Speaker Paul Ryan is confident the American Health Care Act will pass the House this week, and he sent a veiled message to skeptical Republicans: If the bill fails, they’ll have to answer to their voters.
Ryan said on the Hugh Hewitt radio show he’s feeling good about the bill’s chances, but he didn’t break down a whip count on how many votes he thinks he can get to pass it. It’s up in the air whether enough conservative members of the House will vote with Democrats to kill the bill. A vote is expected Thursday.
Ryan said he feels good because he thinks the bill is good policy, it has the backing of President Trump, and it delivers on the major campaign promise of repealing the Affordable Care Act.
“We made a promise, we’ve got to keep a promise,” he said. “Everyone knows this is the one real opportunity to repeal this law … this is the one chance we have to actually repeal Obamacare and replace it with the stuff we believe in.”
If it goes down, Ryan said, there’s going to be some awkward meetings with voters back home. That’s why he thinks skeptical conservatives will get on board.
“People will realize I’m not going to go home and face voters after reneging on my word,” he said.
While the bill isn’t everything many conservatives want, Ryan said there’s a way to get those provisions in the final bill that goes before Trump.
He said including ideas that are popular among conservative lawmakers in the House in the bill that passes the lower chamber would kill it the moment it arrives in the Senate. However, leaving those provisions out would allow conservative senators to add them into the bill during the amendment process in the Senate.
After the Senate passes the bill, then it would go to a reconciliation process and the conference committee that negotiates the final bill could include those priorities, he said.
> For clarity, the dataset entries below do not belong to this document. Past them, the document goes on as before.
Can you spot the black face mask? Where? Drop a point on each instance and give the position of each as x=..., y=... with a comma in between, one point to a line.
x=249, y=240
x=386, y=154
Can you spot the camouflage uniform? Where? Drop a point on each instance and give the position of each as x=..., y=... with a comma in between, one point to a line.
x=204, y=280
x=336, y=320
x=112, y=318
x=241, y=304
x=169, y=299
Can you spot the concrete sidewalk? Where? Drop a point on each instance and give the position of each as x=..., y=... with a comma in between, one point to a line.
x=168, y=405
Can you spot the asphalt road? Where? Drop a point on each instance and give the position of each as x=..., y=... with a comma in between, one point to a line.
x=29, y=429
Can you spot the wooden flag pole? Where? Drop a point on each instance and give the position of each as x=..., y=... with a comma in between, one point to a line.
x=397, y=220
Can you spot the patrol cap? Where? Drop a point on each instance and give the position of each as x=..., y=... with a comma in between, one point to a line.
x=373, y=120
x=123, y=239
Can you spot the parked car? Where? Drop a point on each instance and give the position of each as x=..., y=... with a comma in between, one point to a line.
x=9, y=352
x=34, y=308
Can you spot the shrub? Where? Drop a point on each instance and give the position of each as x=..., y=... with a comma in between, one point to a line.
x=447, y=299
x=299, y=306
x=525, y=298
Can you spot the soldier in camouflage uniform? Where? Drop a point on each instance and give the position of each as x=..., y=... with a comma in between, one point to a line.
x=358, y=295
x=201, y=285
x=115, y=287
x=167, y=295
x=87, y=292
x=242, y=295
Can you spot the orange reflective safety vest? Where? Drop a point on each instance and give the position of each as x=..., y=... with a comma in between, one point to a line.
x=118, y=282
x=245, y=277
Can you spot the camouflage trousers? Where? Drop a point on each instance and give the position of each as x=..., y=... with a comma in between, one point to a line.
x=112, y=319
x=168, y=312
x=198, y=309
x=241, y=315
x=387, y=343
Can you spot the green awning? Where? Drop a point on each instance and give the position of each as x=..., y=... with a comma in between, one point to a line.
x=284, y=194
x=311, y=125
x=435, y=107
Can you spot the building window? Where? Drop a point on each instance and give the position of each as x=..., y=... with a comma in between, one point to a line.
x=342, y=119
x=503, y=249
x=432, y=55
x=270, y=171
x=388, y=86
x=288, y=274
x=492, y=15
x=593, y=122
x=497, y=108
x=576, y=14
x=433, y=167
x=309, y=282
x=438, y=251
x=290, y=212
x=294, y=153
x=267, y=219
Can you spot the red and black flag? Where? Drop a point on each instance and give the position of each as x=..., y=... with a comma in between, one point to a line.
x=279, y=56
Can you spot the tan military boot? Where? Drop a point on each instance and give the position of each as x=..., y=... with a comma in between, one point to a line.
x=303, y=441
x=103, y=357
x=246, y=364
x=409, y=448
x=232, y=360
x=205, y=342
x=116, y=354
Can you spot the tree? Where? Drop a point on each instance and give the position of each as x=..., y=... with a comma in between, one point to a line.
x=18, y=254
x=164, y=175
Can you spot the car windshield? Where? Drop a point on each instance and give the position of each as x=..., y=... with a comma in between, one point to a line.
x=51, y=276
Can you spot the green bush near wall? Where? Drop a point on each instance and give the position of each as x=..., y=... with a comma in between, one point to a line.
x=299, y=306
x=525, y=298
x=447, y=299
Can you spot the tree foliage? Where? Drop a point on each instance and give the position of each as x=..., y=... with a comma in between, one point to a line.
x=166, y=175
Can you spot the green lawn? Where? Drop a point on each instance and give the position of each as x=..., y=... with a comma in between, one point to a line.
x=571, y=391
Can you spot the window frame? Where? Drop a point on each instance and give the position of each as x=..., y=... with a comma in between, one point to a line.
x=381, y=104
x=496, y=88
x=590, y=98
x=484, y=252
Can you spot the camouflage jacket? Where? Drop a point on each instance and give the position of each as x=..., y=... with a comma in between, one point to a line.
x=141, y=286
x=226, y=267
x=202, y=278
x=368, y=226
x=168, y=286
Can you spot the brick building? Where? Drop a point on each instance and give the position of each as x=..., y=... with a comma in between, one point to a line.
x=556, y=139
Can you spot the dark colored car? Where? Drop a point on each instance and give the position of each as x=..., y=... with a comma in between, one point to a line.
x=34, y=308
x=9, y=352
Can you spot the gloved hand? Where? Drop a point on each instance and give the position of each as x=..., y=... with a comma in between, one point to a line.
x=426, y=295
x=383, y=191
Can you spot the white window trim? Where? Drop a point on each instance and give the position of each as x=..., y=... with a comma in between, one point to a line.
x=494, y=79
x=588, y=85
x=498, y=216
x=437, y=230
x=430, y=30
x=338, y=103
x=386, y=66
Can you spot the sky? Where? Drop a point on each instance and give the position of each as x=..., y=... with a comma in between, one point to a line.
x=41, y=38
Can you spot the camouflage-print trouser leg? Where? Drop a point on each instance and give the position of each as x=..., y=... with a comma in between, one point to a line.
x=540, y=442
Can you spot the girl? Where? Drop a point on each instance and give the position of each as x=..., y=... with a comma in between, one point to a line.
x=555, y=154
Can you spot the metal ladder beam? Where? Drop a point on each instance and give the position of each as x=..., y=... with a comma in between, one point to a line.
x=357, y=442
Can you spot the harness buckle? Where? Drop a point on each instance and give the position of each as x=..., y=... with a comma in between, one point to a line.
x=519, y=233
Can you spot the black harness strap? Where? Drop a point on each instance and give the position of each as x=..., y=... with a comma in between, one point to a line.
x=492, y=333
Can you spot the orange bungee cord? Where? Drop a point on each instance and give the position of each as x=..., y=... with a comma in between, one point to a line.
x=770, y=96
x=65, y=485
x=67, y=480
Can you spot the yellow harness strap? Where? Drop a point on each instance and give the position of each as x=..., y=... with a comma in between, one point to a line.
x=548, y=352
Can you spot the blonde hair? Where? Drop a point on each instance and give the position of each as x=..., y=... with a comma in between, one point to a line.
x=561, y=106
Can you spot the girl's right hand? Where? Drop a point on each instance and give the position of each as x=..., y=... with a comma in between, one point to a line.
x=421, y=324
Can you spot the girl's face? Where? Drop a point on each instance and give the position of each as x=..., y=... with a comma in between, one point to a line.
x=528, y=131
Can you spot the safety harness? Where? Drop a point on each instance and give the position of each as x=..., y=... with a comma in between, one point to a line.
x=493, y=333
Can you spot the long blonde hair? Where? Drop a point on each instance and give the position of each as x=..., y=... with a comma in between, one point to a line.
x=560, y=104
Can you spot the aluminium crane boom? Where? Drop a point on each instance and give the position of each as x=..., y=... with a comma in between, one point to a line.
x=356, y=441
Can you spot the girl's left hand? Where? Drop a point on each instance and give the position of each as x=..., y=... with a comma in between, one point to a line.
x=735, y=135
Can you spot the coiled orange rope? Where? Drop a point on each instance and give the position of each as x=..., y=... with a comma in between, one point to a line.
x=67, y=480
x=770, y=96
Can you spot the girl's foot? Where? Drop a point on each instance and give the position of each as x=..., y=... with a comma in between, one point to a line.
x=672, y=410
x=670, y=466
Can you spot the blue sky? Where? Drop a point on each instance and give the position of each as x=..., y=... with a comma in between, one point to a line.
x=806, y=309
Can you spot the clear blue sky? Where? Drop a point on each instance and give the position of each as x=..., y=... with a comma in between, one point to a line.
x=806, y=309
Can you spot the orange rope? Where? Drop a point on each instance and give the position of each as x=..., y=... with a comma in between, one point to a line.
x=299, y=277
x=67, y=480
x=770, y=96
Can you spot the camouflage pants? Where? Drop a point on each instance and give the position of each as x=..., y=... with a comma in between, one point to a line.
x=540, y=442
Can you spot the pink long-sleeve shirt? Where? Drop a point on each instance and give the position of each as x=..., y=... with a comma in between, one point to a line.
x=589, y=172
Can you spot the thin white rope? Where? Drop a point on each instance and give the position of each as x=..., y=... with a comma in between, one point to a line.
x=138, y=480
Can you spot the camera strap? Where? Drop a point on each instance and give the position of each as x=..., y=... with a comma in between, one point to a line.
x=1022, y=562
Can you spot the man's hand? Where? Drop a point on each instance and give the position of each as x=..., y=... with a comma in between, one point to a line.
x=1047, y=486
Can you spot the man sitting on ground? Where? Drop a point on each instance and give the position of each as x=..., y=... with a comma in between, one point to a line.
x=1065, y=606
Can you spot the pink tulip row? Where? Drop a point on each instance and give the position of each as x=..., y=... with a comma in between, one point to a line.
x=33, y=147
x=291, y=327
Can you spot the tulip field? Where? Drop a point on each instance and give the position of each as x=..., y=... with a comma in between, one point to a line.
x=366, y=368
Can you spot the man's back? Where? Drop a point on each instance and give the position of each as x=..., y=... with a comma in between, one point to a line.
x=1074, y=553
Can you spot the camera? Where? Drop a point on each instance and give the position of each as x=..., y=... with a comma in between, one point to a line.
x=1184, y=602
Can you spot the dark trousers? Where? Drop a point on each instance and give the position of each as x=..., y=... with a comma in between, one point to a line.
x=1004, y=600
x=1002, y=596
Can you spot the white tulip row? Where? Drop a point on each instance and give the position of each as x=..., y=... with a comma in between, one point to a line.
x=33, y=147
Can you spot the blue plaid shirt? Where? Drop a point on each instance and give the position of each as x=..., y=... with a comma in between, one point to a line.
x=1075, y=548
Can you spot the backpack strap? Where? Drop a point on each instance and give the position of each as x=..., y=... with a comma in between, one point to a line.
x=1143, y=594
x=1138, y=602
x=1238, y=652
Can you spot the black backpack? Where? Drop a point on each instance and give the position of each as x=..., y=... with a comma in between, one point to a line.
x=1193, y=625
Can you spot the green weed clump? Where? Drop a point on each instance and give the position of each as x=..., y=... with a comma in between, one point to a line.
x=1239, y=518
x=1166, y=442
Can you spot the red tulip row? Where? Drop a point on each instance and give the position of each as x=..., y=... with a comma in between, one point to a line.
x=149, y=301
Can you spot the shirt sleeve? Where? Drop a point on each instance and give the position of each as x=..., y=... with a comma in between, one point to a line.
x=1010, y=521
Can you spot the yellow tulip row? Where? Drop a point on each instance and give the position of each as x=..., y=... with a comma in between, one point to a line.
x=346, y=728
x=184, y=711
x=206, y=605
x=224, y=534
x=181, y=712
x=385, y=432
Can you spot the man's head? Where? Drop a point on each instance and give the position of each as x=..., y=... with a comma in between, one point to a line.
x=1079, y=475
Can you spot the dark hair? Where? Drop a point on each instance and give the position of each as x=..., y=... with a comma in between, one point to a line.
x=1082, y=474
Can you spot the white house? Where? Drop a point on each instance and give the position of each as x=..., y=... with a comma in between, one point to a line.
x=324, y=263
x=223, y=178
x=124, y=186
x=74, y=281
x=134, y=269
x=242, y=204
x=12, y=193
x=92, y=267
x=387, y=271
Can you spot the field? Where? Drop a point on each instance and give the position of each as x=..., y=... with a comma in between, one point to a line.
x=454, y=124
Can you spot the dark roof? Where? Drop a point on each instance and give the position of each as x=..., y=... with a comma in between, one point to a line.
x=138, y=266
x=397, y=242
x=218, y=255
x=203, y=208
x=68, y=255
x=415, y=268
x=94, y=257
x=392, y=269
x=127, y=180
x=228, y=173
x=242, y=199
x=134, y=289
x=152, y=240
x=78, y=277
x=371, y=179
“We want to beta test these ideas in the senate,” he said. “We want our senators to introduce the ideas we like and see if we can get them past what we call the Byrd rule, this reconciliation rule.”
“We can’t move things that are fatal to the bill even being considered in the Senate,” he said.
Ryan added that he thinks it would be an immoral move to follow suggestions from Sen. Lindsey Graham, R-S.C., and Trump to allow Obamacare to collapse completely. Graham and Trump have both suggested letting the entire system collapse, blaming the Democrats for it and then forcing them to work with Republicans to pass a new system.
“I just don’t think that’s the right course for a lot of reasons,” Ryan said.